Here’s a modern view of the area taken from Google Maps:
The site enjoys fertile river-valley farmland, and easy access to the Gwydir Forest, which covers the foothills of the Snowdonia mountains. A small stream, the Nant Gwydir, flows down from the mountains, through the forest, and down to the Conwy; we maintain simple irrigation channels to divert some of its flow to support our crops.
In the eleventh century, the Conwy river is navigable up to the point of Llanrwst, where a small set of rapids obstructs further passage, making this an important market town where wool and other products from the region are sold and loaded on to ships for export. (By 1521 the Conwy has silted up and ocean-going ships can no longer reach Llandrwst, stopping instead at Trefriw a mile downriver.)
The Conwy river does flood seasonally, but at other times it is low enough that people can wade across it, and livestock can be herded across without ferrying them back and forth in our little rowboat.
It’s a ten or fifteen minute walk from our house down to the ford where you can cross the river to the bustling town of Llanrwst, named after its founder, Saint Grwst.
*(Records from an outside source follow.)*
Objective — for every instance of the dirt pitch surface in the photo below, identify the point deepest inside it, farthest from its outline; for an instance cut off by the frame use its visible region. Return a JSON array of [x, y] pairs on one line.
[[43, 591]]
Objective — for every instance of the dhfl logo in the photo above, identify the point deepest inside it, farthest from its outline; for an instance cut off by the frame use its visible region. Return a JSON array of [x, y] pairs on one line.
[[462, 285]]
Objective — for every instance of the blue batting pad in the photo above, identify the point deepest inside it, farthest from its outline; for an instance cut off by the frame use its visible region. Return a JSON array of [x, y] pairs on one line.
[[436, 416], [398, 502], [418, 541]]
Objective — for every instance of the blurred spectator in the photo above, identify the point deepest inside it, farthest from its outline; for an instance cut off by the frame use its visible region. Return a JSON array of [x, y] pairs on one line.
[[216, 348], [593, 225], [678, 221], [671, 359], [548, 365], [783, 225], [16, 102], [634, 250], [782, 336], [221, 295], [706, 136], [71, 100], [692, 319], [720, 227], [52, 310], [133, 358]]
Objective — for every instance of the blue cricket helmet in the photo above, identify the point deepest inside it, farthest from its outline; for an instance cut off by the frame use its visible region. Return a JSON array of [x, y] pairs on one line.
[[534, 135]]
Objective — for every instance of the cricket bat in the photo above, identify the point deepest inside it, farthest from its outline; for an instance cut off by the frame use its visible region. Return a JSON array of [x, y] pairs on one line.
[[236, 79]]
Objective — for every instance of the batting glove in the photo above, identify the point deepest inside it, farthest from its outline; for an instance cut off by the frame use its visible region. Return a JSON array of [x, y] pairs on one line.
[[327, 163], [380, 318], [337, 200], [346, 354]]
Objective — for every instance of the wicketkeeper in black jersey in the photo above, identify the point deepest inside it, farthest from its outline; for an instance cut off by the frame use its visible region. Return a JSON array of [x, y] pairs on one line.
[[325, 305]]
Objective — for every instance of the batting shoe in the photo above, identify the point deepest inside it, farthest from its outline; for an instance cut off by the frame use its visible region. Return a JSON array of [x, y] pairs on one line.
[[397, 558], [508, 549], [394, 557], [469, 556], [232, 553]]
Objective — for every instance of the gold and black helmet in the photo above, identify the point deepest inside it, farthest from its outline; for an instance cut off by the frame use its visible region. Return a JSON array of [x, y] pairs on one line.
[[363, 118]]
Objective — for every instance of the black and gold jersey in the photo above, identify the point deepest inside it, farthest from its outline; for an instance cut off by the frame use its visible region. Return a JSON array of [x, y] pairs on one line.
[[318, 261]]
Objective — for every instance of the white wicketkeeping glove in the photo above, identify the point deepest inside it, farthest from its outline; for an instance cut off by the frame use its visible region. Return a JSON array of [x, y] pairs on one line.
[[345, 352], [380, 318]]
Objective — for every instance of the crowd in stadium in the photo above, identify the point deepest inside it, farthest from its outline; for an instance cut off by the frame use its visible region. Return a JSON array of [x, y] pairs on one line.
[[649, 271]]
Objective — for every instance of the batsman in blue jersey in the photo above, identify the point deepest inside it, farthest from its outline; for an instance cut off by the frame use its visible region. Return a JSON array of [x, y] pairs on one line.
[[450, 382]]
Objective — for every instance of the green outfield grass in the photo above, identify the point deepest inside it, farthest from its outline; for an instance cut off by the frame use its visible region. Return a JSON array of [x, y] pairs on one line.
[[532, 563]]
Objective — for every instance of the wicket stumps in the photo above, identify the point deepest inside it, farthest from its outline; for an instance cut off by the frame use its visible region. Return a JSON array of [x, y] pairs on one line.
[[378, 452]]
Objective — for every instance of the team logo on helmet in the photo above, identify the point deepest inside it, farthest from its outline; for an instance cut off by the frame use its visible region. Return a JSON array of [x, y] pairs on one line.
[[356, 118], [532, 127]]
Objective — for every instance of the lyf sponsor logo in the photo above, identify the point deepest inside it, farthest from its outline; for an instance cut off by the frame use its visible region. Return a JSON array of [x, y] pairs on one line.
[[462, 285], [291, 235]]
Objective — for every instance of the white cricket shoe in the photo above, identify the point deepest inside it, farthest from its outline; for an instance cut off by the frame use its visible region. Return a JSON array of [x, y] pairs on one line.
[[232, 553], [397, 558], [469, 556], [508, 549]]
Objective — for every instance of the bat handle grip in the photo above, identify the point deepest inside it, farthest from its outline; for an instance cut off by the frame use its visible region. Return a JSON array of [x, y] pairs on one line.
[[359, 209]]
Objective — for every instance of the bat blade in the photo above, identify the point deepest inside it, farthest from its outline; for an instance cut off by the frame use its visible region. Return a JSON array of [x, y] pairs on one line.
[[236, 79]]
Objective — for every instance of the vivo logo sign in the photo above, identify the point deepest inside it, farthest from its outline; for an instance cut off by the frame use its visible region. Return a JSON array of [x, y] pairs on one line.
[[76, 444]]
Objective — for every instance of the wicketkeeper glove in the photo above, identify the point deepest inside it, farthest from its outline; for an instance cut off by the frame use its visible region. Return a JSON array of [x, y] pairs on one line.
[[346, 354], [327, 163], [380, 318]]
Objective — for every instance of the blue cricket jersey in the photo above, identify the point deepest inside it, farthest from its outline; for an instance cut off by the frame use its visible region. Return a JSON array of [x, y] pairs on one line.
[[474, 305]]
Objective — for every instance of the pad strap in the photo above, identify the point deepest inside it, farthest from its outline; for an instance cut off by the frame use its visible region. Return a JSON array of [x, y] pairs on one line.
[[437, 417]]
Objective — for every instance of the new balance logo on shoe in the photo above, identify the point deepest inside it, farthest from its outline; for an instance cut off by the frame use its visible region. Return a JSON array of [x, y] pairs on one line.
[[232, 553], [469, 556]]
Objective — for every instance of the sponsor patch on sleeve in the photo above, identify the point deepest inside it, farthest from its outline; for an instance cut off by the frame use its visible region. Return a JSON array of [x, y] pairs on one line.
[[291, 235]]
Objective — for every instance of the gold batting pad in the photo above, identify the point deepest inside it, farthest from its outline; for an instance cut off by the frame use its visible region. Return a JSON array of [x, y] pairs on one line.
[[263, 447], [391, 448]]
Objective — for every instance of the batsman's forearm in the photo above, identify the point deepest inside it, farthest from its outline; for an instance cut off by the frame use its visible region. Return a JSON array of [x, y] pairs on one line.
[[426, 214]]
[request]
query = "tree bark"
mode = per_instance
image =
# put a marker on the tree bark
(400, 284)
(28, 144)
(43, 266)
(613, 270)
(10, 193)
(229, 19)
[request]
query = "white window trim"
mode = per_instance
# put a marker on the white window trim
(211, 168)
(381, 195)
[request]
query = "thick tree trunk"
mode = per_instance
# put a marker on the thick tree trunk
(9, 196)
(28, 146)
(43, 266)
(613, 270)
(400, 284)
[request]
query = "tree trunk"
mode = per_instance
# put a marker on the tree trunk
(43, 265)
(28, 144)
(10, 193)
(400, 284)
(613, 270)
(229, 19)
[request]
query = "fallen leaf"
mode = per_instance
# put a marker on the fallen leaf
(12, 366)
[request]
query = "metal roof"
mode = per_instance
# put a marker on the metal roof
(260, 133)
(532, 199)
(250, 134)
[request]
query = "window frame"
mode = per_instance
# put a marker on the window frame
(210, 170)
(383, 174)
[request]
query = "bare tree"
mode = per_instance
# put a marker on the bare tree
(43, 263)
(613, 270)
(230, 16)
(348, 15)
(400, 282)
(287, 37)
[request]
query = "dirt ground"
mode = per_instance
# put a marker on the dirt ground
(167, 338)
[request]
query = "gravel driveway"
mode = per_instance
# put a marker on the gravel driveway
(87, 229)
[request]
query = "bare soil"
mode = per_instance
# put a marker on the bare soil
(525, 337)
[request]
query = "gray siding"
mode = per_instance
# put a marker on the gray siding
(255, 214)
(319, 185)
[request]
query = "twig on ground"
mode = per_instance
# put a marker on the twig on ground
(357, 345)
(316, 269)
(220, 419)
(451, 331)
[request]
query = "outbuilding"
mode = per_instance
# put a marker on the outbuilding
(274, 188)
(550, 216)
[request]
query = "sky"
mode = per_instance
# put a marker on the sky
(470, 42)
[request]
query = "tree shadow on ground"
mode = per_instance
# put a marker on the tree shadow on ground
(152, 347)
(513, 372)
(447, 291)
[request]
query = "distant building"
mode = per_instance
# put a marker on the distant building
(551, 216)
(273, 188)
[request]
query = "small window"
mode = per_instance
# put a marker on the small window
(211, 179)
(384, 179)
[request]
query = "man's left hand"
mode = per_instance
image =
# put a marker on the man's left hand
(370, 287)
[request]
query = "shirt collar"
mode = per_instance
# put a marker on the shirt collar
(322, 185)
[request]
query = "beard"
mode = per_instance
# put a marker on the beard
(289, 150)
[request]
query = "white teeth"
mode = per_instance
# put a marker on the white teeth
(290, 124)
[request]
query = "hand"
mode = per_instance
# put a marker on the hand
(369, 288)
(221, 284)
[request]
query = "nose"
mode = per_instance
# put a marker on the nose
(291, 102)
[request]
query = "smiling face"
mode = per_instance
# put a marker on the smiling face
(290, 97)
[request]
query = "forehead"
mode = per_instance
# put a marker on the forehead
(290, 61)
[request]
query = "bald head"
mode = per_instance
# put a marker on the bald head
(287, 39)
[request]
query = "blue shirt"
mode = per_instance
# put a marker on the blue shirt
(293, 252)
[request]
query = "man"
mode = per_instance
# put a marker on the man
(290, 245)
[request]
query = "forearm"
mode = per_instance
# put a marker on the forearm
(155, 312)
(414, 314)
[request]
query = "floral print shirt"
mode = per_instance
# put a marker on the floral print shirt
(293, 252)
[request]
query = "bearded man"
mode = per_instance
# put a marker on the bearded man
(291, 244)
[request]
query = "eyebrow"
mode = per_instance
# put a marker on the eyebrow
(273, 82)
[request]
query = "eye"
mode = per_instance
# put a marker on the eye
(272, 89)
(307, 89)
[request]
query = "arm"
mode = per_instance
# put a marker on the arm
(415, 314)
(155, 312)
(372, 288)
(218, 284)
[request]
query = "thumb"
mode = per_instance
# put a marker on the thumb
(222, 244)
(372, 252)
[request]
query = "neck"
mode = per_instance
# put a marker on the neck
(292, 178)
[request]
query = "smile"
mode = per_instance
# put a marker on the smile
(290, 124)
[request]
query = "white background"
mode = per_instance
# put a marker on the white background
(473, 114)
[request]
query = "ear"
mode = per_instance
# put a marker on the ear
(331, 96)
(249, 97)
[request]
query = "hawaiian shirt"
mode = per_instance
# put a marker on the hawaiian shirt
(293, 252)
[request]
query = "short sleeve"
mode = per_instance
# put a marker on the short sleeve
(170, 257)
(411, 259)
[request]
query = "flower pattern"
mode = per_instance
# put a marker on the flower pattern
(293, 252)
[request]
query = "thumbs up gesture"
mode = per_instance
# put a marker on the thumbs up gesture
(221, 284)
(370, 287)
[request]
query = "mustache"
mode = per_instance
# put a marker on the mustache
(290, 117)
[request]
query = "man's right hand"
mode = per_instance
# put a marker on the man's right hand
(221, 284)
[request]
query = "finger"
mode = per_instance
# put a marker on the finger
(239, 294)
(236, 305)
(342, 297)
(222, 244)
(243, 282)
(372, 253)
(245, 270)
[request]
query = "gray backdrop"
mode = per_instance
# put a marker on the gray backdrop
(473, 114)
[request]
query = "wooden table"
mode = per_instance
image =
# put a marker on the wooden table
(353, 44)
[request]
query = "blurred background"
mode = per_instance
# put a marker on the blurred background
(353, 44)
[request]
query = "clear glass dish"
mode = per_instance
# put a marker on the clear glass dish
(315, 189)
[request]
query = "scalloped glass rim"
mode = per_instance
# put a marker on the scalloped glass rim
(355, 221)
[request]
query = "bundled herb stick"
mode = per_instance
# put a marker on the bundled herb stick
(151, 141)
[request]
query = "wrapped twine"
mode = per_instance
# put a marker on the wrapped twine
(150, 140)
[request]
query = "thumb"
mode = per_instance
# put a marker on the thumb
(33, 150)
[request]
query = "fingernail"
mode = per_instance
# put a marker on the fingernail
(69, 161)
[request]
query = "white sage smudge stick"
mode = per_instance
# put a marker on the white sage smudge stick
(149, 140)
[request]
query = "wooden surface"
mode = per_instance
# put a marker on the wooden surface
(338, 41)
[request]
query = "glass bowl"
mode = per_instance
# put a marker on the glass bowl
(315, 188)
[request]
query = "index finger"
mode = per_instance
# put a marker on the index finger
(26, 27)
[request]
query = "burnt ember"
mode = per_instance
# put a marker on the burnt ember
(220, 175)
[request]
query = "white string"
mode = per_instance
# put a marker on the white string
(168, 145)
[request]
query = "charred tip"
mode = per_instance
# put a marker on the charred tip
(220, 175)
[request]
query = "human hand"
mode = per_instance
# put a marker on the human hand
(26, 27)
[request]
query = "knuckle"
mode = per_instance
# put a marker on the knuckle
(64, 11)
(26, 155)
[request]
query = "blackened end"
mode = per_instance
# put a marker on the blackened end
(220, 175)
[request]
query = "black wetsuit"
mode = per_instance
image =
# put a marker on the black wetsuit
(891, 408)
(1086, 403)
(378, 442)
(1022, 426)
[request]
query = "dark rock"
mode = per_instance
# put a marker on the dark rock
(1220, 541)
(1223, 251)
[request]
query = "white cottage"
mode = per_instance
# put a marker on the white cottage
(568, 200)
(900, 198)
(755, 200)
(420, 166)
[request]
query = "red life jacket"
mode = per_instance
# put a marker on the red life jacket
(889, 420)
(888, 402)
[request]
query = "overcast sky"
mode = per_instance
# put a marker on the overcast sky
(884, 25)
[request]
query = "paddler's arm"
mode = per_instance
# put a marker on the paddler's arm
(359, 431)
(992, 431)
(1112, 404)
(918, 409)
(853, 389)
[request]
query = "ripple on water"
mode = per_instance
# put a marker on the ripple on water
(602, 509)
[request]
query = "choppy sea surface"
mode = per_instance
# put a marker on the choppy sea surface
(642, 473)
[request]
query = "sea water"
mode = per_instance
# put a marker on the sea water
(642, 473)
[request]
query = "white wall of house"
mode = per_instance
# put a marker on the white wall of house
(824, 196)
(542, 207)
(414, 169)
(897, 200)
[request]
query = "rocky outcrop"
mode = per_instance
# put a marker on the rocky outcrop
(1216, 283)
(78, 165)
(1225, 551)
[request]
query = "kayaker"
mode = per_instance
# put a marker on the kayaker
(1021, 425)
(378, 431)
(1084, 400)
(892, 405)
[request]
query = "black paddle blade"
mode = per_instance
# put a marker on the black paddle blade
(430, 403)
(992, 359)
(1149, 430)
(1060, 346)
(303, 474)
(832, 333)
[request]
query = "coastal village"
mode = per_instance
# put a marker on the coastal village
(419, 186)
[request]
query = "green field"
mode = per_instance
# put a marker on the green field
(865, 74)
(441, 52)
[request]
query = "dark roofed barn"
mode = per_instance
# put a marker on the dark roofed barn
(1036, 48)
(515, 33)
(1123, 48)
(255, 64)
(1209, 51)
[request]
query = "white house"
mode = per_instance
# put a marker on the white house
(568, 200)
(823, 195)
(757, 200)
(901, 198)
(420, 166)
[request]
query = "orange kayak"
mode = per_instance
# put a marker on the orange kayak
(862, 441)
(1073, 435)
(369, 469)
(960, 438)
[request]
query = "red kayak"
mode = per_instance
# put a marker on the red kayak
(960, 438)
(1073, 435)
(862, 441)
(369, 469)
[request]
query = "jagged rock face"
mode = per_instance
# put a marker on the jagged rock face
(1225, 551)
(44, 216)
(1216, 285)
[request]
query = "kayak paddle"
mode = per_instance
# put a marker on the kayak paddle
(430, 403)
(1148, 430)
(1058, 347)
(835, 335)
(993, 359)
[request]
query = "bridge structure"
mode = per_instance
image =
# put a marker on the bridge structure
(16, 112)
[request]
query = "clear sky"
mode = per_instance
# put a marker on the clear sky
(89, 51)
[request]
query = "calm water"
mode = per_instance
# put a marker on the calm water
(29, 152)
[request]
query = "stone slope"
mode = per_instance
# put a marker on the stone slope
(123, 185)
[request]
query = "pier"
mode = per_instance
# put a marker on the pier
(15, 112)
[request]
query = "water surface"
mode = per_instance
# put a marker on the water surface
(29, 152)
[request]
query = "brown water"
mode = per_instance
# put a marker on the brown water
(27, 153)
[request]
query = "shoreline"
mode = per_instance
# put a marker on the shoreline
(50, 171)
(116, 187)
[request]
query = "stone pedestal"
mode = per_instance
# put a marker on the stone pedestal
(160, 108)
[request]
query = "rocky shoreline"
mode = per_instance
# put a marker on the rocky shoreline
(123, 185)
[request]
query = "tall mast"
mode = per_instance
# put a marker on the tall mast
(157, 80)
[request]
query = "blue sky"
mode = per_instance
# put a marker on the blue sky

We sell some of our farm’s crops at the market, as well as the handcrafts that Alienor makes during the long winter evenings.
We raise goats and pigs, and have one ox which we use to plow our fields for oats and barley. The vegetable patch close to our farmhouse provides peas, leeks, and other greens to round out our meals.
Given the traditional land-ownership practices of this region, much of the area we farm does not belong to us directly and exclusively, but is held in common by the community or rented from a wealthy absentee landlord. This social compact allows us to till some patches of nearby land, graze our livestock along the hillside, and harvest lumber from the forest despite not having independent title to those lands — or at least it does as long as we avoid conflict with our neighbors and are not overly late in fulfillment of our rents.